In the last data structure column, we introduced the interface functions of the single linked list. You may find that the single linked list has some defects: for example, one node needs to store data + the address of the next node, which takes up much more space than the sequential table; And because the single linked list cannot be found from the back to the front, if you want to delete the tail, you must look back from the first node. Your time complexity must be O (n). In order to solve some of the above defects, let's introduce the two-way circular linked list today # 1, What is a circular two-way linked list This linked list will have a sentinel head node pointing to d1, and then d1 pointing to d2... This is very similar to a single linked list.
But the biggest difference from a single linked list is that each node of this linked list will store not only the address of the next node, but also the address of the previous node, and then the tail node will store an address pointing to the sentinel bit head, and then the sentinel bit head will store an address pointing to the tail node.
The specific codes are as follows:

```typedef int LTDataType;//If you need to change the linked list data type in the future, you can directly change it here (int)
typedef struct ListNode
{
struct ListNode*next;
struct ListNode*prev;
LTDataType data;
}ListNode;//Structure weight naming
```

Example: pandas is a NumPy based tool created to solve data analysis tasks.

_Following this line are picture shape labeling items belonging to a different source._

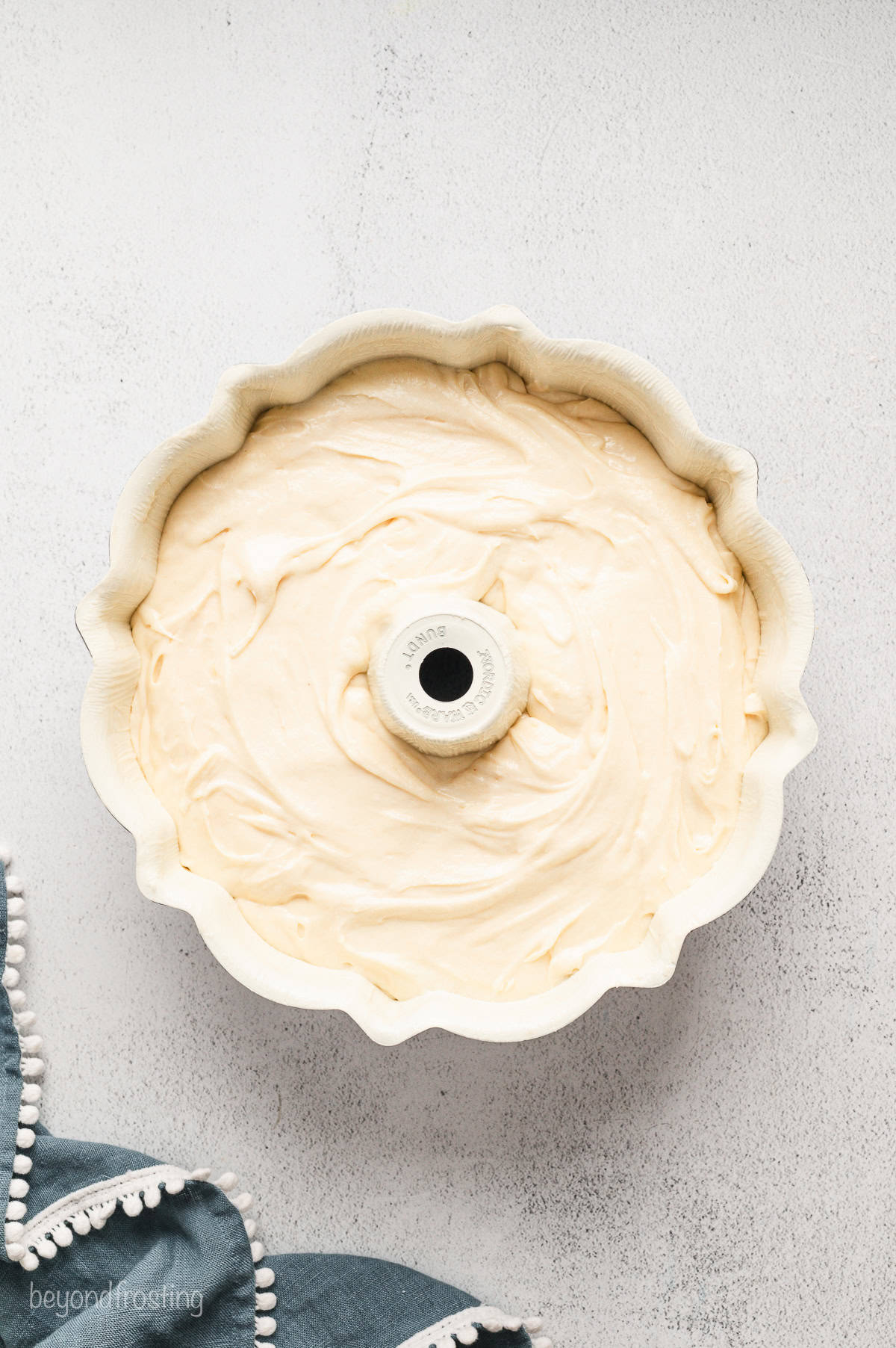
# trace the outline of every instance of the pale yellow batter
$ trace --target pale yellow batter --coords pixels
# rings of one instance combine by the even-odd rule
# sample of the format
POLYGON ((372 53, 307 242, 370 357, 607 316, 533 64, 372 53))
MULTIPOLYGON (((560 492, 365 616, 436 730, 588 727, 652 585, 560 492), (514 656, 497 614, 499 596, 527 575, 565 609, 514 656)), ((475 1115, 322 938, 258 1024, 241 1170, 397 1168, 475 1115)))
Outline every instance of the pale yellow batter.
POLYGON ((542 992, 640 942, 734 825, 759 620, 703 492, 602 403, 384 360, 276 407, 167 519, 132 736, 186 867, 393 998, 542 992), (528 706, 428 758, 365 670, 418 593, 508 615, 528 706))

Similar to the effect shown in the figure above, only one node is created at the beginning, and its stored front address and rear address point to itself

The code is as follows (example):

```#Include < stdlib. H > / / malloc function header file
{
ListNode*newnode = (ListNode*)malloc(sizeof(ListNode));
newnode->data = x;
newnode->next = NULL;
newnode->prev = NULL;
return newnode;
}
{
}
```

ps: here, the ListInit function uses the method of return value. You can also use the secondary pointer to pass parameters for initialization

# 3, Linked list interface function

## 1. Tail plug Let's take the above figure as an example. The predecessor of the head node of the original linked list points to 3, and then the follower of 3 points to the head node. How to perform tail interpolation after 3? Since the address of node 3 is stored in the head node, we can directly find node 3. What should we do after finding it? Change the precursor of the head node to the 4-node address, the 3-node driver to the 4-node address, and the last 4-node driver points to the head node. As shown below: The code is as follows (example):

```#Include < assert. H > / / assert function header file
{
assert(phead);//Assert the passed pointer, because you have to have at least one header node to tail insert
//If a null pointer is passed, an error will be reported
tail->next = newnode;
newnode->prev = tail;
}
``` As shown in the figure above, first insert the head between head and d1. How to operate? Very simple, as like as two peas.
The rear driver of head points to newnode, the front and rear drivers of newnode point to phead and d1 respectively, and the front driver of d1 points to newnode, as shown in the figure below: The code is as follows (example):

```void ListPushFront(ListNode*phead,LTDataType x)
{
newnode->next = first;
first->prev = newnode;
}
```

be careful!!! Here, a first address is defined to store d1. If it is not defined in advance, phead - > next = newnode; If head no longer stores d1 address, you can't find d1. Of course, if you just don't want to define a first to store the d1 address first. How? "Connect first and then disconnect". The newnode driver connects to the d1 node first, and then the head node driver connects to the newnode.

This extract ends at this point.